Mills stepped backward into the sunlight by the front door. On the hallway table, a copy of the SUNY Buffalo freshman orientation calendar caught his eye, yellow highlighter circled three times around “November 2–4, Parents Weekend!!!” Tommy seemed to have forgotten the reason for Mills’s visit. He stood in front of the television and helped himself to a bowl of popcorn. Mills unwrapped the towel to examine the wound. Bits of towel fluff stuck to the drying blood.

“I think I just need a Band-Aid and I’m good to go.”

“Sorry,” Tommy said, hopping over the sofa and beckoning him toward the stairs. Mills followed him up the carpeted steps, half-barricaded by laundry baskets.
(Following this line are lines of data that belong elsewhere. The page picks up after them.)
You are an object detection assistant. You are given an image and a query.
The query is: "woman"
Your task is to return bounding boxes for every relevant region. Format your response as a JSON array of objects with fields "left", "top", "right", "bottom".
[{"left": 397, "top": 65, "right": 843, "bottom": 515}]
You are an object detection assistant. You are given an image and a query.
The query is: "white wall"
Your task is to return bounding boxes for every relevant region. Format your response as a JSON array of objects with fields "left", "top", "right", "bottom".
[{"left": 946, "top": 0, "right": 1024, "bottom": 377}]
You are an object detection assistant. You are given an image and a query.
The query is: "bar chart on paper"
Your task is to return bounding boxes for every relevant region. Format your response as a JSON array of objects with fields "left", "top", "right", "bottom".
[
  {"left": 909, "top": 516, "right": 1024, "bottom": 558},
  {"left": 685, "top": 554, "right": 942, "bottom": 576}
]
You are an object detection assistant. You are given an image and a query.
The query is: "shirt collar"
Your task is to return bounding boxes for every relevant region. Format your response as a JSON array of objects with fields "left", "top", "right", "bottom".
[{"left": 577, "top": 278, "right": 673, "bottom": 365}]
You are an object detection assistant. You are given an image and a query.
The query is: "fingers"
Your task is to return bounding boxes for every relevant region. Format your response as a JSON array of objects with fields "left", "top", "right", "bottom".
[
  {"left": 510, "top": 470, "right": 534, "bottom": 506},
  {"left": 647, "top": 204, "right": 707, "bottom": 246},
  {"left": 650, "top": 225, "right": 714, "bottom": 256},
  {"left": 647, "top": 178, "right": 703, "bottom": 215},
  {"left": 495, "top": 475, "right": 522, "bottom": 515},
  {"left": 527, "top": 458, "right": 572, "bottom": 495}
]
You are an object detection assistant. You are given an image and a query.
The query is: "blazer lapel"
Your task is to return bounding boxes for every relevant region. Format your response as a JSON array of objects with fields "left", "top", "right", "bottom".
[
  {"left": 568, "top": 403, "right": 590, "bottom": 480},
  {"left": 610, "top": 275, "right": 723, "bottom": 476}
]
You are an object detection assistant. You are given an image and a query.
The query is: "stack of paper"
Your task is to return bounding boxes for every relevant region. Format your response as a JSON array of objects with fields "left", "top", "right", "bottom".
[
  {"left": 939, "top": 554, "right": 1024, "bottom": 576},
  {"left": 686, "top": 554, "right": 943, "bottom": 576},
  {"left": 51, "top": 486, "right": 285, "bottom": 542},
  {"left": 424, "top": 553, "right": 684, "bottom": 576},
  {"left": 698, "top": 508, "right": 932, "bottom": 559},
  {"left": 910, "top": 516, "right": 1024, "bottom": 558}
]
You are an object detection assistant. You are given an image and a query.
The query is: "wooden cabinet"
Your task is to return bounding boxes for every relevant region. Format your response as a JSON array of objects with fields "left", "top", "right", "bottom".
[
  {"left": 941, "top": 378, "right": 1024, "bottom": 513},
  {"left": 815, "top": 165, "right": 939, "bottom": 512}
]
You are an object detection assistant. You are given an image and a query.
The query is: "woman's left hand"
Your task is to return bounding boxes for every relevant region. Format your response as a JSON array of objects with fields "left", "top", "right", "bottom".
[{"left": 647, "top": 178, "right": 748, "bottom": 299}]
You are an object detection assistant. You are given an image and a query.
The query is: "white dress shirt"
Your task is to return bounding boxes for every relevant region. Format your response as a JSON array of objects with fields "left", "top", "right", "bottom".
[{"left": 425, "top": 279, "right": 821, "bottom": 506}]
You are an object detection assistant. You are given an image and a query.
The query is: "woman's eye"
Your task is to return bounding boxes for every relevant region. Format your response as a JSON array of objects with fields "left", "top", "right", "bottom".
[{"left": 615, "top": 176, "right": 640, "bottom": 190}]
The wall along the stairs had been painted lime green in that antic 1990s decor trick of supplying a splash of invigorating color—probably the last time the Muldoons had found the time or energy to consider their interior something more than a utility container for children. Upstairs, Tommy guided Mills toward his bedroom door.

If Mills had expected to discover the vulnerable heart of Tommy Muldoon by entering his most personal space, he was sadly disappointed. Tommy’s bedroom contained a sagging twin mattress and a few laminated shelves, crammed with science-fiction books and rocks collected from a beach. “Hold on a minute,” Tommy said before retreating into the hallway to gather the first aid supplies. The tart aroma of unwashed clothes and inexpensive cologne permeated the room, admittedly a striking revolt against a house that otherwise reeked of lemon disinfectant.

Two of Tommy’s four walls were painted black. The other two were plastered with posters of black hip-hop artists, black NBA players, and black Corvettes, each degree of blackness yellowed from rounds of sunlight through the window. As Mills suspected, it was Tommy’s window that was emblazoned with decals of circled
A
s, small cries of anarchy reaching any seat-belted minivan driver whose eye happened to drift to the second floor. The bedroom aligned so faithfully with the cosmology of white male teenagers’
bedrooms everywhere that Mills was encouraged by the one staple it lacked: pictures of bikini-clad women. Maybe Tommy Muldoon would yet prove an unordinary creature hiding in the decorative fog of the Orient suburbs.

“Let’s pour alcohol on it,” Tommy proposed, more in the tone of science experimenter than nurse. He carried in a bottle of rubbing alcohol and a box of bandages. Mills took a seat on the bed and felt the soft corrugation of an eggshell foam pad beneath the galaxy-patterned sheet, as if suggesting a more delicate being than the boy who thumbtacked ghettos over his walls. Mills rested his elbow on his knee and allowed Tommy to hold the underside of his hand.

“This might sting,” Tommy warned as he lifted the bottle over the cut.